Overview
oLLM is a lightweight Python library for large-context LLM inference built on Hugging Face Transformers and PyTorch. It focuses on enabling inference for very long contexts on resource-constrained GPUs by loading weights from disk, offloading KV cache, and using FlashAttention-2 and chunked MLP optimizations.
Key Features
- Support for multiple models and ultra-long contexts (examples include qwen3-next, gpt-oss, Llama3).
- On-demand weight loading, disk/CPU offloading for KV cache and layers to reduce GPU memory footprint.
- Memory- and performance-oriented techniques: FlashAttention-2, chunked MLP, DiskCache for KV storage.

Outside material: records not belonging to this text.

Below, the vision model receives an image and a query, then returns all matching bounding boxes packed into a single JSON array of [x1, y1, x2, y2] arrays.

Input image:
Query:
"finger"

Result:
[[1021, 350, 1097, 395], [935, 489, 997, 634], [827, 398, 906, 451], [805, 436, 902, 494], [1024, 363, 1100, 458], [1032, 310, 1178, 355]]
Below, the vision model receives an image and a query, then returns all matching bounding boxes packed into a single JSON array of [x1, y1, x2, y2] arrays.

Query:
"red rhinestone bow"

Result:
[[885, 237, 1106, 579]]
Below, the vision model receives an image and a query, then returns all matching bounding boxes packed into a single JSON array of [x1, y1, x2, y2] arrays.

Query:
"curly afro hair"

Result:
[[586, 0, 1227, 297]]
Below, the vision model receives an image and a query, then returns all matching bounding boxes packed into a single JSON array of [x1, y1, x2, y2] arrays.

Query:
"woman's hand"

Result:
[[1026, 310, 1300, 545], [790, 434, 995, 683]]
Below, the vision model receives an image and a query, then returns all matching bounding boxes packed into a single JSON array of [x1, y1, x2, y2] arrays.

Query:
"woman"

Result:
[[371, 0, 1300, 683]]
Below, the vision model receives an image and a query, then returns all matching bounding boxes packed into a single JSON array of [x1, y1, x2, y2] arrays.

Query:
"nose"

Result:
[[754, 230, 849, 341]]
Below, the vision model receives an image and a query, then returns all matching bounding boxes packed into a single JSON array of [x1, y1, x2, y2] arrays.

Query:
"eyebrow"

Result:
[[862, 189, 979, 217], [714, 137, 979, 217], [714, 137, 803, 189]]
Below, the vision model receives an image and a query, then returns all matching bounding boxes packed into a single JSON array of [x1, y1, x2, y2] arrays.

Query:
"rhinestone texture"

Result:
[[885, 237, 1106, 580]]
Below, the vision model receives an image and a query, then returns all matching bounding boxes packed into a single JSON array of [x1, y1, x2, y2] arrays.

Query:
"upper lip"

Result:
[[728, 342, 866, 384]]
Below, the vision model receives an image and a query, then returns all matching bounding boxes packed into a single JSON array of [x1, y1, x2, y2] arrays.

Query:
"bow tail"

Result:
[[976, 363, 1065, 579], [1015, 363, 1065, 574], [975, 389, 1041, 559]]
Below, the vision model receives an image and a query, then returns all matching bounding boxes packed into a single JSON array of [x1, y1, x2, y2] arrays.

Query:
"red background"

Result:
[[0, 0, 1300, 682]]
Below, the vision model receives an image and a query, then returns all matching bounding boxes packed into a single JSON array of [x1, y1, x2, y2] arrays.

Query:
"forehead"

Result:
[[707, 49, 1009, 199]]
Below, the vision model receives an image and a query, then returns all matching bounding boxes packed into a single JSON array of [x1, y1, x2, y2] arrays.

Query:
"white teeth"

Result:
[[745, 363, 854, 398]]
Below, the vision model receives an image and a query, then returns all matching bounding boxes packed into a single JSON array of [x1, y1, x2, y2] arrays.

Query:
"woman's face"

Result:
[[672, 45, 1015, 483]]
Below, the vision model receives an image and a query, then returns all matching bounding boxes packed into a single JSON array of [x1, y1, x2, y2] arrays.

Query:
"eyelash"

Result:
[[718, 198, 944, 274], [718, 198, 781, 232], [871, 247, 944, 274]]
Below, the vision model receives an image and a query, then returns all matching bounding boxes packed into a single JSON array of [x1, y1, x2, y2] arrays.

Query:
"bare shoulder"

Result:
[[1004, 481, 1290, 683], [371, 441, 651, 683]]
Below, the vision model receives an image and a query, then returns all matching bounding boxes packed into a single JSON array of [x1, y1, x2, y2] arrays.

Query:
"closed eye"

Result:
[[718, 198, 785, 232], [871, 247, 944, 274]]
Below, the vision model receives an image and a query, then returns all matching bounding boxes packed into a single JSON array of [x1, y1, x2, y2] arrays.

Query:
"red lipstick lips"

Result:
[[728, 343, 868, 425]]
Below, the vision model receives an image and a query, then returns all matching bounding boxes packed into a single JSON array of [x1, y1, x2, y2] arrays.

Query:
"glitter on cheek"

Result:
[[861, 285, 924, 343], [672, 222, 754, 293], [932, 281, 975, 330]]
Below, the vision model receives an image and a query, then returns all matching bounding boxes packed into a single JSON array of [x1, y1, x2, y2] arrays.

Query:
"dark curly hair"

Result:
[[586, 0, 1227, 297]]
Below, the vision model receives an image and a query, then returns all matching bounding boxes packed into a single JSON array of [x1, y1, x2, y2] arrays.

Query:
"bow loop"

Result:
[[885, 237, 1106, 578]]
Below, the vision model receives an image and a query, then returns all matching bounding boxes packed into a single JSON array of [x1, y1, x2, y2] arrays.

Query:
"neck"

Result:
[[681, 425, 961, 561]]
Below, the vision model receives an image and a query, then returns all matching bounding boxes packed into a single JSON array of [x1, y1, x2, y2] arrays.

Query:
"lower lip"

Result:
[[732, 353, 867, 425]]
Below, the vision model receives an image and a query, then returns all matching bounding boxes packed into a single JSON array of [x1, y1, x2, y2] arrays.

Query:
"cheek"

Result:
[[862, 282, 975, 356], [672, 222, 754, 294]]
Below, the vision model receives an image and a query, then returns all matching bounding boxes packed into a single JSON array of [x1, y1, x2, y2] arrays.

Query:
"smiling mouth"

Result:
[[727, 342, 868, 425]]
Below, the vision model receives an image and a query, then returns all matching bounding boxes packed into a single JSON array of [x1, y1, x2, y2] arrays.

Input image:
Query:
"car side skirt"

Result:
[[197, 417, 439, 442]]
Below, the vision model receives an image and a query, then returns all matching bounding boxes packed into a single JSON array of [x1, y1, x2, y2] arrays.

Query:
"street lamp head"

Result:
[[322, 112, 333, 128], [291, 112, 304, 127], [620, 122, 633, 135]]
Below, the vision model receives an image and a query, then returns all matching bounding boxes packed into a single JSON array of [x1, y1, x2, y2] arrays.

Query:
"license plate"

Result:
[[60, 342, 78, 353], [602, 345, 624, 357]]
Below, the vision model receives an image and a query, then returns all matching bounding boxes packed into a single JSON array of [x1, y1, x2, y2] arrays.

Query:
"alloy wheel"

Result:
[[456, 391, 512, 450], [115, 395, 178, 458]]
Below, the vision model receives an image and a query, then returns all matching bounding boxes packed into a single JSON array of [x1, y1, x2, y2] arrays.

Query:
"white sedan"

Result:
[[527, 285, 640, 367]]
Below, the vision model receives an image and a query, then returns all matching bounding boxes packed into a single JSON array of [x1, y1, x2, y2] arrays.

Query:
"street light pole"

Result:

- Examples, connectors and batch/streaming modes included in the repository.
Use Cases
- Local inference of large-context models on consumer GPUs (e.g., 8GB devices).
- Analyzing large documents, logs, or clinical records in one pass for summarization or extraction.
- Research and engineering workflows that require controllable offload strategies and reproducible offline inference.
Technical Highlights
- Language: Python, built on Hugging Face Transformers and PyTorch.
- Memory strategies: layer-wise loading, KV cache offload to disk/CPU, chunked MLP and FlashAttention-2.
- See the repository README for examples and detailed configuration.